City staffer Luke Butler to join Curalate

As the chief of staff to Commerce Director Alan Greenberger, Butler became a familiar face within the local tech scene. Now he's joining it.

Luke Butler (right) thinks Mayor Nutter is a hoot, March 2012. (Photo by Kait Privitera for the City of Philadelphia)

Luke Butler is an urbanist at heart.
The 32-year-old British transplant found his way into City Hall after working on Mayor Michael Nutter’s 2008 campaign, and after a high-profile stint as special assistant to the mayor, Butler landed in the Commerce Department, where he became a familiar face on the tech-scene circuit. (His trademark red hair and British accent made him hard to miss.)
He wasn’t drawn to startups because of their sexiness. No, Butler, like any true urbanist, was interested in them because they were changing the city — that’s what he cared about.
Now, as Nutter leaves office, Butler is becoming a full-fledged member of the Philly tech scene. He’s joining Curalate, where he’ll be the Center City visual analytics company’s strategy and operations manager. Curalate CEO Apu Gupta says Butler will work on projects that “involve growing our brand, our presence, our talent, and our customer base.”
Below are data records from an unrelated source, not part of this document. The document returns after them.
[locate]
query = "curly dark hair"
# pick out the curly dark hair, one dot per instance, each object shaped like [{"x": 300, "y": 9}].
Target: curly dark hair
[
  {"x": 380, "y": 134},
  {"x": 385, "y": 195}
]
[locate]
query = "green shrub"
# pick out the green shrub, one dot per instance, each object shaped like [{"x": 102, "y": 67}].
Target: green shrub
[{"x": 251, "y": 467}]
Curalate is one of the startups Butler got to know during his nearly three years as the chief of staff to Commerce Director Alan Greenberger. Greenberger and Nutter cut the ribbon on Curalate’s new office two years ago. (Greenberger is also leaving City Hall. Butler tells us Greenberger is mulling his next move but will take some time off, for now.)
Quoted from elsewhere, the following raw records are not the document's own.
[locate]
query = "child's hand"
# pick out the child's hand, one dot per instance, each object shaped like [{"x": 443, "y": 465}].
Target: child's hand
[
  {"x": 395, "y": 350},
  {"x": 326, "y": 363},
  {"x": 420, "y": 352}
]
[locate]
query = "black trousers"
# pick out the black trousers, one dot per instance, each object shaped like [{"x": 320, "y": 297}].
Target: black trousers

Curalate’s Gupta said Butler’s hire points to the fact that the company is once again in a position to hire generalists.
“When we first started,” Gupta wrote in an email, “the founding team acted like generalists — wearing many hats to get the job done. As Curalate grew, we increasingly invested in specialists — people who kill it along specific dimensions. Now that we’ve gotten to our size and scale, we’re finding that it makes sense to bring on a couple of generalists once again.”
Said Gupta: “In short, he’s raw horsepower that will accelerate our growth.”
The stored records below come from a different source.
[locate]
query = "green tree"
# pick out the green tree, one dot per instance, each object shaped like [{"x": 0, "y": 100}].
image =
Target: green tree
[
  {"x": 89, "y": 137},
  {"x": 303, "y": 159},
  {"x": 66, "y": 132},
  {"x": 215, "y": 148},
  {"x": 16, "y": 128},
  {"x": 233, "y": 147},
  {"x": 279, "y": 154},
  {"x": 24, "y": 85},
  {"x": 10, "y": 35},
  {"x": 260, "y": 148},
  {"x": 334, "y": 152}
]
Curalate employs 111 right now, with 50 in Center City, 49 in New York and 12 in Seattle, said Curalate spokesman Brendan Lowry.
It’s a role Butler had been discussing with Gupta since the fall, Butler told us in a phone interview last week. When we spoke, Butler had just gotten back from England, where he was on a brief holiday, and was now “squatting” in someone else’s office (his words, not ours) — his replacement had already moved in.
“I’m just trying to pack up my office,” he said, adding that it was an “odd feeling” to come to the end of his time in city government.
He starts the new gig in February. In the mean time, he’ll keep trying to fight off his Philly accent.